Death and burial ground of Pavelic, Ante “The Butcher of the Balkan”.


Pavelić was security adviser to Argentine President Juan Perón in Argentina. On 10-04-1957, Serbian Četnik Blagoje Jovović


attempted a failed attempt on his life. The Yugoslav government requested his extradition, and the Argentine government was less keen to protect him after Perón’s fall in 1955. He then decided to leave the hospital early to move to Francoist Spain via Paraguay and Chile.

He was wounded in a 1958 assassination attempt by the Yugoslav Department of State Security, following which he went to Spain where he died from his wounds on 28-12-1959. Pavelic is buried with his wife Maria, on the cemetery San Isido, in Madrid.

In 1999, Serbian Četnik Blagoje Jovović visited Yugoslavia for the first time since he left and visited Ostrog, where he met Metropolitan Amfilohije. It was there that he first publicly confessed that he was the person responsible for the attempted assassination of Ante Pavelić. Jovović died on 02-06-1999, (aged 76–77) in Rosario, Argentina.

Pavelic so died of complications from his gunshot wounds on 28-12-1959 in a Madrid hospital. In Croatia he is still revered as a hero by some. At his death he was holding a rosary  that he had personally received from Pope Pius XII, Eugenio Guiseppe Giovanni Pacelli.

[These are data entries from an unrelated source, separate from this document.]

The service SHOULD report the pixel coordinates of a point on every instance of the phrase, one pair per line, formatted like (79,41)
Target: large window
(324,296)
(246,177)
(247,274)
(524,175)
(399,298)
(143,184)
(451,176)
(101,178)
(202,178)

The controversial Pope Pius XII was probably informed of the seriousness of the Holocaust at the end of 1942. This is evident from a letter found in the Vatican archives. The find was made public with the approval of Holy See officials.The Vatican’s defense has always been that it was unaware that Jews were being murdered on a large scale during World War II. But the letter that has emerged, dated December 14, 1942, states that up to 6,000 Poles and Jews were killed per day and ended up in the ovens of the Belzec extermination camp in Poland.Critics argue that Pius XII deliberately closed his eyes to the Holocaust by not speaking out openly about it. The author John Cornwell of the book Hitler’s Pope (1999) even posits that Pius XII was an anti-Semite. The Vatican denies these accusations and says the Pope was not sufficiently informed about what was going on in the concentration camps.Thousands of Jews go into hiding. Behind the scenes, Pius XII worked to protect Jews, his supporters say. Recent research supports the view that the Roman Catholic Church has provided help. At least 3,200 Jews were housed in Catholic monasteries in Rome, or with Catholic citizens. This was concluded by researchers about the period between 1943 and June 1944, when Rome was liberated.